Adam Matan OBE (Somali Adan Mataan) (Arabic: آدم متان) is a Somali-British civil society leader and social activist. He is the former Director of the Anti-Tribalism Movement, a non-profit organisation established in 2010 to combat tribalism and inequality amongst the British-Somali community. In 2019, he became the first British-Somali to be appointed an OBE for "services to the Somali community in the UK and wider British-Somali relations".

==Personal life ==
Matan came to the United-Kingdom as a teenager following the Somali Civil War. He lives in London and holds a PgDip in Law and Leadership from SOAS University of London and an LLM in International Minority Rights Law from Middlesex University.

==Career ==
Matan was the director of Anti-Tribalism Movement for over 10 years —a charity established in 2010 in the United Kingdom to combat tribalism within the Somali community following the Somali Civil War. He is a former One Young World Ambassador and has advised the British government about the Somali community. He has participated in a number of high-level engagements connecting the British and Somali government such as the London-Somali Conference 2012 and 2017. He participated in a successful UK-wide campaign to save vital remittances in 2017. He also serves as Trustee on two charitable boards (Hammersmith United Charities and Trust for London) as well as chairing the Independent Policing and Crime Commission for Hammersmith and Fulham which published an independent-resident led report in 2020 assessing crime in the borough.

== Lectures, talks and conferences ==
Matan has been invited to speak at a number of events with think-tanks such as Chatham House, Global Youth Summit, Ministry of Women, Human Rights and Development Conference and many others. He featured in a documentary called Return to Somalia - documenting a trip back to Somalia along with Abdifatah Faisal.

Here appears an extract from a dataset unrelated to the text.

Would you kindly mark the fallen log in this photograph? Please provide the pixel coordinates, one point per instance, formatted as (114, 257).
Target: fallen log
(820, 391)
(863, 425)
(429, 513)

In addition to this, he was featured in the South Acton Heritage film (2014). He has published reviews for media houses such as African Arguments. Matan was also an anti-corruption panellist at the 3rd National Somali Economic Policy Forum 2019.

==Awards and achievements ==
Matan was featured in the Queen's New Year's Honours List 2019 for 'services to the Somali community in the U.K and wider- UK-Somalia relations'. and presented with the OBE medal at an investiture overseen by the HRH Prince William, Duke of Cambridge on 28 March 2019. He is the first British-Somali to be honoured with an OBE award.

He was winner of the Community Champion Award at Pride of Our People 2014.